Мои слова огорчили ее — может быть, она ждала, что я из любезности скажу, что в деревне мне нравится. Она снова спросила:
— А почему тебе здесь не нравится?
Я ответил:
— Потому что это не жизнь.
— А что же тогда жизнь?
И я одним духом выпалил:
— Это значит жить в городе, где ярко освещенные кафе и магазины, кино и театры… Это значит встречаться в баре с друзьями, пить аперитивы, сидя за столиком под вентилятором, читать спортивную газету, обсуждать последние новости, играть после обеда в бильярд, а вечером смотреть в кино интересный фильм и потом до поздней ночи гулять по городу… Это значит отправиться в воскресенье на стадион смотреть футбольный матч, или на скачки, или даже на собачьи бега… А летом поехать с какой-нибудь девушкой купаться на пляж в Остию… Жизнь — это значит ездить в автомобиле, а не на лошадях, и чтобы куры не толклись у тебя под ногами, а продавались в лавке; и кругом никаких мух — их всех уничтожили, и дома в кранах всегда холодная и горячая вода, и обед на газе готовится, а не в жаровне, и американские сигареты, и по утрам, вместо скверного вина, кофе со сливками или по-турецки.

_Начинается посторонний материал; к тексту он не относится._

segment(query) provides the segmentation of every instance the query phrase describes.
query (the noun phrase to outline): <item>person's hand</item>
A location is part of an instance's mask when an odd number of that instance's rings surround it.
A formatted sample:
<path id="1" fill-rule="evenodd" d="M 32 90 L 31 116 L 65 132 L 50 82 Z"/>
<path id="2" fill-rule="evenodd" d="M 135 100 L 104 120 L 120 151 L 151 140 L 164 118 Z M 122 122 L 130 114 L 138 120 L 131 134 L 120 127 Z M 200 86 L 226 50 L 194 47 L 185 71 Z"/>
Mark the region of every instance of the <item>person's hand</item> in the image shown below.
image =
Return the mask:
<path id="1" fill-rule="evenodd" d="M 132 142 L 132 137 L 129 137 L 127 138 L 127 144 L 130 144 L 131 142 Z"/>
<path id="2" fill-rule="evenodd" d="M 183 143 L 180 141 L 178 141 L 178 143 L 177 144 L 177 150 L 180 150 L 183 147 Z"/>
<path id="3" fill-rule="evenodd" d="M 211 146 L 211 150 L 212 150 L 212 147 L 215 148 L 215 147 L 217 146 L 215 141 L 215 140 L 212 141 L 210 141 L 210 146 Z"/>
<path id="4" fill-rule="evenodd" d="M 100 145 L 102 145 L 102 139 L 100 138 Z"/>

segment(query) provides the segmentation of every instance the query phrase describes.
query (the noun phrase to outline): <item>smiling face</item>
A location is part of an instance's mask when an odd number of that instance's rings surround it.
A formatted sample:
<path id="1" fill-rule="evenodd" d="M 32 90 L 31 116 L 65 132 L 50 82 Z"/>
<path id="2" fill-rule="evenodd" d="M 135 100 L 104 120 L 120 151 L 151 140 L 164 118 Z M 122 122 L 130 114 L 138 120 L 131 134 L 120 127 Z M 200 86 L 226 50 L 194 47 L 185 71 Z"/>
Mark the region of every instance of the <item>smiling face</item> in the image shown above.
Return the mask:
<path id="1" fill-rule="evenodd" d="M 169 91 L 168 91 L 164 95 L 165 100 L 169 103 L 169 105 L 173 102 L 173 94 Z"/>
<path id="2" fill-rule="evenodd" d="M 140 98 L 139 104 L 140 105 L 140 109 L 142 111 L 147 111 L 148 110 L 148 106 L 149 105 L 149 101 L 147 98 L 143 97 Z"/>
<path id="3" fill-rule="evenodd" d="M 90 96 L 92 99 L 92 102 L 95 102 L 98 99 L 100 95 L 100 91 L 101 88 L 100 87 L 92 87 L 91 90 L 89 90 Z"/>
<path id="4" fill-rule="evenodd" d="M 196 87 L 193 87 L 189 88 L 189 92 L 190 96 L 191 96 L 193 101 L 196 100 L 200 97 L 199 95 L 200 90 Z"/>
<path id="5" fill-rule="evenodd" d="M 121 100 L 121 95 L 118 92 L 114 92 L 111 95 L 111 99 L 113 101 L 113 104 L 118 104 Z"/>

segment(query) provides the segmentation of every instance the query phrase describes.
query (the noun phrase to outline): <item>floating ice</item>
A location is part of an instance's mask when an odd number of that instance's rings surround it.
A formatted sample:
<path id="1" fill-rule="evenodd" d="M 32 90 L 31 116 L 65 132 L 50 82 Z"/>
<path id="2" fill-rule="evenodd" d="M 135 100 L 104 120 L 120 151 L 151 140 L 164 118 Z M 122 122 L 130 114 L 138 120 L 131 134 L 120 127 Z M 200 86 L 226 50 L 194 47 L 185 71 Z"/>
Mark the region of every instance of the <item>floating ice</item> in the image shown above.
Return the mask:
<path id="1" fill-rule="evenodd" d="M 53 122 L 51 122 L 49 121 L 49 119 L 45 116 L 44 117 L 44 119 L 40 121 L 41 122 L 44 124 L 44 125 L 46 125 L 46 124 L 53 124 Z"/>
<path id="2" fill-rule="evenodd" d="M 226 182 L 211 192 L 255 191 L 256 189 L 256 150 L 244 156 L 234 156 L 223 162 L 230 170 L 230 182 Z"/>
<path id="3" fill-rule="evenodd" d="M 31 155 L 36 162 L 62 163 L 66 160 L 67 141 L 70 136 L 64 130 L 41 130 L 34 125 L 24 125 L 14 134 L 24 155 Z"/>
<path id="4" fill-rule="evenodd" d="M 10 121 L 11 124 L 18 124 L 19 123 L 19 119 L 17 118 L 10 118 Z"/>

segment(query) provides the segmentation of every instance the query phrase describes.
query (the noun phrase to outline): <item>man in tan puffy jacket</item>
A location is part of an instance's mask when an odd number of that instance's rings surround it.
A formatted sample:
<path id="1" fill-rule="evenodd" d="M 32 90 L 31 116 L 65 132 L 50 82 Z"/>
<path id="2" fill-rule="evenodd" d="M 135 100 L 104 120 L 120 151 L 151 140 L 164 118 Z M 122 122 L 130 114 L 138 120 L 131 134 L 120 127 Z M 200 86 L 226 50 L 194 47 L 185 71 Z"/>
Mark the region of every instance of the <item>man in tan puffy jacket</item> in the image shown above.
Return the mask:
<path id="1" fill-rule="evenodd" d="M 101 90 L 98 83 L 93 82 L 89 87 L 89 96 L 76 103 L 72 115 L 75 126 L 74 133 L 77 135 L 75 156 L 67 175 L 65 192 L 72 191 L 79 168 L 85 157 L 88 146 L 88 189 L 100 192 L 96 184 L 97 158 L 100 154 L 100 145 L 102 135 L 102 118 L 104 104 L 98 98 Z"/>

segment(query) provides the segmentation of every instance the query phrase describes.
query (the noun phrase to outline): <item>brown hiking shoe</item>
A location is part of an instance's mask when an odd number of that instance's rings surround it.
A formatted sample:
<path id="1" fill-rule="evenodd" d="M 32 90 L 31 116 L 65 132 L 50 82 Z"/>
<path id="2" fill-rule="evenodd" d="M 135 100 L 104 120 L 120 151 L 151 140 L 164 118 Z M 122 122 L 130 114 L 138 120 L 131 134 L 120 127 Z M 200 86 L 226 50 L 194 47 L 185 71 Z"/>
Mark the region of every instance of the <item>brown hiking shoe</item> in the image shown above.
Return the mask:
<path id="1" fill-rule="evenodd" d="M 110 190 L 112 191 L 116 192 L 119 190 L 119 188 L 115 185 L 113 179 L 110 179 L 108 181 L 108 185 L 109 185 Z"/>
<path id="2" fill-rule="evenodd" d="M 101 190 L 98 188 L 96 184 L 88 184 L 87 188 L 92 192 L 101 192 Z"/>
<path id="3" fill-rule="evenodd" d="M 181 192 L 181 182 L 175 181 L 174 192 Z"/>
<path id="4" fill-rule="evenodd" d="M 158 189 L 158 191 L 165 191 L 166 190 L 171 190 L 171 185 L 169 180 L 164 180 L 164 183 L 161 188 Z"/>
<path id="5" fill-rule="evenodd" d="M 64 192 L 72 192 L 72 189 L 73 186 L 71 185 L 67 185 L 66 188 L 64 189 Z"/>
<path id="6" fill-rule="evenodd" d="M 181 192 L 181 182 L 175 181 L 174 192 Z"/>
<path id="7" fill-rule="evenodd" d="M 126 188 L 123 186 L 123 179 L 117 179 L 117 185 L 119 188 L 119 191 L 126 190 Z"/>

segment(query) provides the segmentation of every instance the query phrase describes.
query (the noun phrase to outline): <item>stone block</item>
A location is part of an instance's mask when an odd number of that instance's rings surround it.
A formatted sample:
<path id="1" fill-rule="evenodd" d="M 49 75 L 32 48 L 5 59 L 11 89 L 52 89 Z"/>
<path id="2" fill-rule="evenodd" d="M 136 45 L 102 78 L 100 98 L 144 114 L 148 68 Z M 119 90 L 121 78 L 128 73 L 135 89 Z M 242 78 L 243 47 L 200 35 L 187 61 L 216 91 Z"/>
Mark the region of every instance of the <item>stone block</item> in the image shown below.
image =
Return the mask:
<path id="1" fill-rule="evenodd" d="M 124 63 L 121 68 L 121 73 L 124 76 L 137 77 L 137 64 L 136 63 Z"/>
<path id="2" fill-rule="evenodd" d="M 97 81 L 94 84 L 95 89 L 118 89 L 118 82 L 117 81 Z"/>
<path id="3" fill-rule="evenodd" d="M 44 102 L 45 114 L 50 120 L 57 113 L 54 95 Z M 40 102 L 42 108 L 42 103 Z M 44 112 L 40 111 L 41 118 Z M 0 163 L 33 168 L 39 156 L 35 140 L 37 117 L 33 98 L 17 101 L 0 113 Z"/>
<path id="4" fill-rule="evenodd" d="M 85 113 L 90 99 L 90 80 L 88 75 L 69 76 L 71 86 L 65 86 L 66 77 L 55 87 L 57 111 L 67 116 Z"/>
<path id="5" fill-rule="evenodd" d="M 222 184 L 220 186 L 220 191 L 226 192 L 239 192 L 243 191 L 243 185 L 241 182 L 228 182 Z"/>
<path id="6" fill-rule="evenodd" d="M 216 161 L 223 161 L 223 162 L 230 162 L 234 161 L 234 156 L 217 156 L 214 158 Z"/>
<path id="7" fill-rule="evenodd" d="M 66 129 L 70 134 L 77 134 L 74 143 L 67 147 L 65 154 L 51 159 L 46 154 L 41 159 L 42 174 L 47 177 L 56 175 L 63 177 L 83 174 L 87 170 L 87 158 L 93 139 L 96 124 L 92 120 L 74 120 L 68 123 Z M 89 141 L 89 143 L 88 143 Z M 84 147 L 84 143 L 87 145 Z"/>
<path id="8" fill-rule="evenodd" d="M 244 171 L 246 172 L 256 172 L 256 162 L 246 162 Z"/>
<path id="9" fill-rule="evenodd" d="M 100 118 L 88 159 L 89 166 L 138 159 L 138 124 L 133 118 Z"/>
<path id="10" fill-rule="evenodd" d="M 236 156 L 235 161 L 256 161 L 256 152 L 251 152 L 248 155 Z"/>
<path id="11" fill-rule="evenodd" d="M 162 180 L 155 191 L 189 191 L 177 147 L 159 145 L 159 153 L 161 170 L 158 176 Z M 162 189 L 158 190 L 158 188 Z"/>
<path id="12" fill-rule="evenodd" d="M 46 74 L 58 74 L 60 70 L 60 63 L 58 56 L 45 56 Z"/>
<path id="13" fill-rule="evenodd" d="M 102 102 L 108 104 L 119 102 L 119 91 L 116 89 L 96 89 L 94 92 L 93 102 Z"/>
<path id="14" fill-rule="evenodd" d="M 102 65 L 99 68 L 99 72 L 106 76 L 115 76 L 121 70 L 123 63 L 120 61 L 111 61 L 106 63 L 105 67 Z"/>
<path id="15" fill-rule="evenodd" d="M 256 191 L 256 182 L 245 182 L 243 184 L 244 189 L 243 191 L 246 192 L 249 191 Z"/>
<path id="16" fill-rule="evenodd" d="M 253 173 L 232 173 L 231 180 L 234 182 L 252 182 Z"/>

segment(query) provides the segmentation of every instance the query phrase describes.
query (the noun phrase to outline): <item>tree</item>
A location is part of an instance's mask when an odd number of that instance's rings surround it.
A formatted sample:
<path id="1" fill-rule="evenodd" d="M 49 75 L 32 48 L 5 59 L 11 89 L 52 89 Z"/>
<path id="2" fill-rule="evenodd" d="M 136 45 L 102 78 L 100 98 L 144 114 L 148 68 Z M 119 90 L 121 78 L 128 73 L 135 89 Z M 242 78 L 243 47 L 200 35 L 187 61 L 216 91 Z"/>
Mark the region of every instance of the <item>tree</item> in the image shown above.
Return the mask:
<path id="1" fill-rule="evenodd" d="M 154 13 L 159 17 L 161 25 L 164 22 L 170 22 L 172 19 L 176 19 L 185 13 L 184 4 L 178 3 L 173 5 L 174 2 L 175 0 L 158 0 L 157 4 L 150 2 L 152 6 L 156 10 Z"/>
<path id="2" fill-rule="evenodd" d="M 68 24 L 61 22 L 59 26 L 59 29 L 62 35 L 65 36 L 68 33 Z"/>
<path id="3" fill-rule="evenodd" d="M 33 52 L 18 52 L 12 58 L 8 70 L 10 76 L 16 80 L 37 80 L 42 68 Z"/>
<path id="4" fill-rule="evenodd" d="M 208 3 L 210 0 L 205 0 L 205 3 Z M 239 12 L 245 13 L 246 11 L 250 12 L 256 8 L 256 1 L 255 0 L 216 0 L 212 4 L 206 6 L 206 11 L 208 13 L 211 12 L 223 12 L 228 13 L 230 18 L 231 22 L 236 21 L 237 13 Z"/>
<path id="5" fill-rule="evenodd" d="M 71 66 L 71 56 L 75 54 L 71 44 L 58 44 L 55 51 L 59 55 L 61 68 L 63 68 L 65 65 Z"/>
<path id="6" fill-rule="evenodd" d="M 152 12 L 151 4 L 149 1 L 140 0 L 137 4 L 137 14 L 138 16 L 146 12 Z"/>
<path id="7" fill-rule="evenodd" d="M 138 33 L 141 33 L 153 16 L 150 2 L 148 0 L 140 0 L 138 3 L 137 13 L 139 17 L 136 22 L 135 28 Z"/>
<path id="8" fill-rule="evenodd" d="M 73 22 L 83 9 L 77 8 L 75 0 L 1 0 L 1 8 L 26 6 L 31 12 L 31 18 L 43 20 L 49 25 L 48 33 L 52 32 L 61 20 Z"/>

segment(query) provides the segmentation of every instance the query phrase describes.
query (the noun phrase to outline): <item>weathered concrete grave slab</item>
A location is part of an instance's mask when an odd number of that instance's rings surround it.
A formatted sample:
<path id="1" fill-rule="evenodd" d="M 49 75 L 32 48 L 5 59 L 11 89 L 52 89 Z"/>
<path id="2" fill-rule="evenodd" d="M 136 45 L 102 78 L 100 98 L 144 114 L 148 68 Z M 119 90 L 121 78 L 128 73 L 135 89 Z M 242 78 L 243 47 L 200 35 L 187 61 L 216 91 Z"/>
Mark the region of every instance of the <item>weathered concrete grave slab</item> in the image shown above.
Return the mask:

Я высказал ей все это и тут же почувствовал раскаяние: бедная девушка была подавлена и, не произнеся больше ни слова, ушла на кухню. Но поверите ли? Дня через три она пригласила меня сходить с ней в погреб за вином. В погребе было темно и сыро, как в пещере, Филомена прислонилась к бочке и сказала:
— Понюхай, какие у меня духи.
И взяв меня обеими руками за голову, уткнула мой нос себе в грудь. Она залила духами, купленными, наверное, в Браччано, всю грудь, и запах духов смешался с запахом пота и с запахами деревни. Мы были одни под землей, и по ее лицу я видел, что она хочет, чтобы я поцеловал ее. Я поспешно сказал:
— Очень приятный запах, — и ушел, оставив ее одну. На лице ее отразилось разочарование.
Время от времени мама присылала мне открытки, в которых советовала не торопиться с возвращением. Но мне стало уже невмоготу, и я решил уехать. В тот вечер, когда я объявил о своем отъезде, Филомена резко поднялась с места и ушла на кухню. А крестный удивился:
— Уже уезжаешь? А я думал, ты поживешь у нас хоть до ярмарки.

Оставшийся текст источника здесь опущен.